Thanksgiving, with succulent turkey, pumpkin pie and kaleidoscopic family collisions, is our sensual political fete. Memorial Day is a red balloon more dependent on intellectual construction than emotional content. The Fourth of July lights political sentiments with children's sparklers and volunteer fire department starbursts in the summer night sky.

None of them beats Halloween for dramatizing the essence of politics. Halloween's slogan says it all: Trick or treat!

Halloween is Transaction City.

A knock on your door whether or not you're home.

Halloween proves that We Are Not Alone.

And dooms us to act accordingly.

Just picture who haunts America's streets come Halloween.

Vampires in kitchen-cut capes and vamps cut by K Street consultants. Pretend princesses and princesses of pretense. Jedi warriors and warmonger Siths. Headless Hulks wrapped in dads' coats, and heartless haters wrapped in red, white and blue. Angels. Devils. Firefighters. Cowboys. Doctors and nurses and invisible insurance executives. Bonnies and Clydes, bankers and Bernies. Congressmen and cat people, senators and superheroes, governors and Gumbies. Ghosts with white sheets around their tiny bodies. Ghosts with white sheets around their tiny souls. Robots and zombies and werewolves who howl at the TV moon, the undead, the dead who shouldn't be, the dead who will be. Rumbling up your street come a rubber-masked Frankenstein creation and an army Humvee our troops "Frankensteined" with armor beyond that provided at its low-bid government-contract factory.

They all want something: a bite-sized Snickers or an election vote, a can-do for their cause or a Hershey Kiss, a shiny dime or a signed check, a blind eye or a sly wink, our chilled approval or our approved children, for us to applaud their parade or allow their stampede.

They want, we got.

And on Halloween, at least we're (sort of) honest about that.

They couldn't have America's Halloween parade without us. We like to pretend that it's a one-way street. That politics' spirits need us, but we don't need them – indeed, we pretend we'd be better off if they left us alone.

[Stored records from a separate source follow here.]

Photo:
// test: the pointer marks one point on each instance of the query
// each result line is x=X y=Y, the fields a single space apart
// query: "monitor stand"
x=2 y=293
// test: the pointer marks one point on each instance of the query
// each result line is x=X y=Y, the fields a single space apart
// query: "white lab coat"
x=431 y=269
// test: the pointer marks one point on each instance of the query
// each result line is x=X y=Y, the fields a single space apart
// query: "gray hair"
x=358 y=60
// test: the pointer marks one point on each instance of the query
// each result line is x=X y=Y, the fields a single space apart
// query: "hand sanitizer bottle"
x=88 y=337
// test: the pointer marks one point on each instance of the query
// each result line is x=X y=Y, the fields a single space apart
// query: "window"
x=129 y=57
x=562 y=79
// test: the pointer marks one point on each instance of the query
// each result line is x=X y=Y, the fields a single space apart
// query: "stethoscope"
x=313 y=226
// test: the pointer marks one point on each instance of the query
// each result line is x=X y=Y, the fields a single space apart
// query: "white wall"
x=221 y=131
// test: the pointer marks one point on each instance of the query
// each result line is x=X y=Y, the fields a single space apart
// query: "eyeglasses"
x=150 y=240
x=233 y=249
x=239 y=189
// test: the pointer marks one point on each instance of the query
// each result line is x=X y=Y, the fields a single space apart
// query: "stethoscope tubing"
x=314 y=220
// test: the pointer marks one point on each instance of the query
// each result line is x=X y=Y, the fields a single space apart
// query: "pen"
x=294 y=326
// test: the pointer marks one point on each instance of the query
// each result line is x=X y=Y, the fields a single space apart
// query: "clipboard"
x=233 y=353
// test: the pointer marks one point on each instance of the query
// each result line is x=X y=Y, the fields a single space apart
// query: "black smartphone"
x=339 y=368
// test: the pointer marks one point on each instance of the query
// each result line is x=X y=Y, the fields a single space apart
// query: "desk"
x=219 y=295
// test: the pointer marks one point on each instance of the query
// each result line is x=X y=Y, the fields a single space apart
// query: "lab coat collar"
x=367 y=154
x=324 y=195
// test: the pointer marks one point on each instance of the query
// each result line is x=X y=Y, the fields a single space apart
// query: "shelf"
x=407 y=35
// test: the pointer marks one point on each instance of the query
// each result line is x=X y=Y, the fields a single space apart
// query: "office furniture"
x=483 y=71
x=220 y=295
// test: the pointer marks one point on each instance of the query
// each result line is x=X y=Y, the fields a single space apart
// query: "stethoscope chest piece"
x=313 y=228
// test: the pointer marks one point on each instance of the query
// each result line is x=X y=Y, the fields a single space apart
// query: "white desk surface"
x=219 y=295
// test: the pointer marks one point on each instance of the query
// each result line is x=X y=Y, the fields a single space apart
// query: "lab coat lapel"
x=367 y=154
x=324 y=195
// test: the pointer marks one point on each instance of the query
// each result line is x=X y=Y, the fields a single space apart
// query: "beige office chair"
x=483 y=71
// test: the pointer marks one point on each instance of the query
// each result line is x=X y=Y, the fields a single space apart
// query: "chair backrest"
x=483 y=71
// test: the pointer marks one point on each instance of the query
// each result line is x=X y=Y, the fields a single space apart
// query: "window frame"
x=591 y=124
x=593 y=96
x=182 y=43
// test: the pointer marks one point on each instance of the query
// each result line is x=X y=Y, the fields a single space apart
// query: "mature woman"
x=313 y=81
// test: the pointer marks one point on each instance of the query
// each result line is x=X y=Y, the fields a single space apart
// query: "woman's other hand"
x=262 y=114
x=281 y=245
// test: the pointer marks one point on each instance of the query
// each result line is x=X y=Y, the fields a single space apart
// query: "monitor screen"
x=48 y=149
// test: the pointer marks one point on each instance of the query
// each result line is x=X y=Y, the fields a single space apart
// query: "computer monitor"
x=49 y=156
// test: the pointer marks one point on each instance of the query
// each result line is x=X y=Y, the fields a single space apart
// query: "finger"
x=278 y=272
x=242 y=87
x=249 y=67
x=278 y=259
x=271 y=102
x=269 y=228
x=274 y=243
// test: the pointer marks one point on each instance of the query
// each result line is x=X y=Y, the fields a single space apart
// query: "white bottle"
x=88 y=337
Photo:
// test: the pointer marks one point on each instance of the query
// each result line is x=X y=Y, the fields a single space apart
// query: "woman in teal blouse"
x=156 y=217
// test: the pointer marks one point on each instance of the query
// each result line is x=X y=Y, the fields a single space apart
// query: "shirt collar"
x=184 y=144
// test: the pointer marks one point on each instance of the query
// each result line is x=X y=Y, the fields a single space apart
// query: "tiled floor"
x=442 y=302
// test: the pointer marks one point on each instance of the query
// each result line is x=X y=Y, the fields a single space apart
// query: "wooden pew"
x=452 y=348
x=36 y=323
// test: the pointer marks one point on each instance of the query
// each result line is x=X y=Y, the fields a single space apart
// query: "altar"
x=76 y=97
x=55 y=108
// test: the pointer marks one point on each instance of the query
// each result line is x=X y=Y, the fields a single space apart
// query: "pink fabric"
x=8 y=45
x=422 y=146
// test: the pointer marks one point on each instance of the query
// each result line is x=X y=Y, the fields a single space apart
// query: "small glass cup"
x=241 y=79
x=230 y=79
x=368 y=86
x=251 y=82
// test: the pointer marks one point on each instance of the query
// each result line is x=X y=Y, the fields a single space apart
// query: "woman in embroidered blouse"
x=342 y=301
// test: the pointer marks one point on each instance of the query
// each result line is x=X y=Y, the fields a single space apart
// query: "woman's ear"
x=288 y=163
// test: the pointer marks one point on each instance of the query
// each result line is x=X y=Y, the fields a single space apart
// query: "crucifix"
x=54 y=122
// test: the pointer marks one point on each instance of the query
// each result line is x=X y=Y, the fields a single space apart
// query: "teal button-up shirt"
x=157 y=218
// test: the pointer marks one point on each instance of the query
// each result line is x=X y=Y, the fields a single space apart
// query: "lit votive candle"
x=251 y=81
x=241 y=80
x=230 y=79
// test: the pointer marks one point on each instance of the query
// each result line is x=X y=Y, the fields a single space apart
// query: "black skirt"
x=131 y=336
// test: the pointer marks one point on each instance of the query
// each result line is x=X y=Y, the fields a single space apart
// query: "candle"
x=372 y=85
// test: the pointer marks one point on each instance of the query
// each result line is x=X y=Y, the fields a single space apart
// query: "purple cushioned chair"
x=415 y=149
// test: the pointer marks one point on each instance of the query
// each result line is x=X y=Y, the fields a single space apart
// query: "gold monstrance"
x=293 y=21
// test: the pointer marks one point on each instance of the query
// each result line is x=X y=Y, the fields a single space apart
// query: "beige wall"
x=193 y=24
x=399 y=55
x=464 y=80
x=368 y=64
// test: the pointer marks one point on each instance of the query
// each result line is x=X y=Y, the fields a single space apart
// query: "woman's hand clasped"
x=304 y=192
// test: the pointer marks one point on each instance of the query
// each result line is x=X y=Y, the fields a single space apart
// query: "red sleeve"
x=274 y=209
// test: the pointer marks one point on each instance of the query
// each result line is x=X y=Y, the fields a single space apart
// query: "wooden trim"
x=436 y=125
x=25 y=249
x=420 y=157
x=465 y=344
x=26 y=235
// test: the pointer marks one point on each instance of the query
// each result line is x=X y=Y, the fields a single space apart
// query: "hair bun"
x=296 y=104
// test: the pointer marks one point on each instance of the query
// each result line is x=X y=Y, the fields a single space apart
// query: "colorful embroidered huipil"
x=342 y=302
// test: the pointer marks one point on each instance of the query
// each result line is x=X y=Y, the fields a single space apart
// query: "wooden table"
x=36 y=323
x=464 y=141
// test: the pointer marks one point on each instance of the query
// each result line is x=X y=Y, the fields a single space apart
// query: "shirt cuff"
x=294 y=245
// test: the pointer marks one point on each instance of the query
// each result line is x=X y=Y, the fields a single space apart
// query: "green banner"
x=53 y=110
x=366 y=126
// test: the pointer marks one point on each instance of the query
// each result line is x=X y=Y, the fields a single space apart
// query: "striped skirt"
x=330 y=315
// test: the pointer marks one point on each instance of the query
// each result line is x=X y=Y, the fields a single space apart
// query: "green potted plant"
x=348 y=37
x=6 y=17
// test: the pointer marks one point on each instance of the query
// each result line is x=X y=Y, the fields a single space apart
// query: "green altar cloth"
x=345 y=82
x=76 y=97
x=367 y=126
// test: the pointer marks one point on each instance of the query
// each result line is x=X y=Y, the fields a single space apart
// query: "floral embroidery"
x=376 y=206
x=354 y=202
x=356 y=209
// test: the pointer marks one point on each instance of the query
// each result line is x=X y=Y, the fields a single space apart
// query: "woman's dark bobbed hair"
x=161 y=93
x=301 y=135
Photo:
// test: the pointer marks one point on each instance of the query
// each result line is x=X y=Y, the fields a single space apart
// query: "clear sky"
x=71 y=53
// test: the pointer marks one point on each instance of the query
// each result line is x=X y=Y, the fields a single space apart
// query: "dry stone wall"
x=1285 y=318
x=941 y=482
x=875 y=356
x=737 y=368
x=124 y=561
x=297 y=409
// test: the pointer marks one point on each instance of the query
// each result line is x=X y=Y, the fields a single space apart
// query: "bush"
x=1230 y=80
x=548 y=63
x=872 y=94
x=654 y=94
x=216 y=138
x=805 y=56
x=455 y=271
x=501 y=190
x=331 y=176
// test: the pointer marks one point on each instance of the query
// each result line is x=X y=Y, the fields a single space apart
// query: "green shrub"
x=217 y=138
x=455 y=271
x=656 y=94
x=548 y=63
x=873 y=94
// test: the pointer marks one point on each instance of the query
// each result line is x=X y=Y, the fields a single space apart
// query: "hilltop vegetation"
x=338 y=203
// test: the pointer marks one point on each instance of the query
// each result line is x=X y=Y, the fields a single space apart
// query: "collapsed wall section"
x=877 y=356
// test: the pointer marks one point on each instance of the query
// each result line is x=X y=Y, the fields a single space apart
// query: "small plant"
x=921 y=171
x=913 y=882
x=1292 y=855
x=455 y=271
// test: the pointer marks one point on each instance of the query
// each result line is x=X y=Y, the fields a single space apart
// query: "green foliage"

But those are our fears out there in the dark American night – and our hopes and dreams – costumed so we can see them.

We must deal with Who Shows Up and Who We Send Out There.

Sometimes we're not home when Halloween comes to call.

Sometimes we hide from the ring of our doorbell.

Sometimes it's a joy to see who's come to let us sweeten the night.

Sometimes we give away everything we've got, hoping – praying – that no matter who's behind that mask, the phantom will take what we offer and just go away, leave us alone, not burn down our house.

Sometimes we stand up to the has-to-be-a-teenager muscling out a wide-eyed waif to demand our last mini-pack of Peanut M&M's. Sometimes we tell the TV commercial star that we see the shark hiding inside his or her humble servant of the people suit and give our vote or support to Some Other Seeker.

Sometimes its us out there in America's streets, holding an optimistic pillowcase or our happy child's hand, us slouching through politics wearing the costume of the Marines or Peace Corps, the mask of an Uncle Sam bureaucrat or a PTA activist, a statistical label as a taxpayer or an economic stimulus supplicant.

In those moments, perhaps it's easiest to understand the political essence of Halloween. Because even if the living flesh officially celebrating Halloween belongs to somebody else, it's ultimately always us inside politics' costumes.

And if we don't pay attention and pay our just dues, our sacrificed tribute, our engaged attention, our candy offerings, then our streets will seethe with hungry monsters.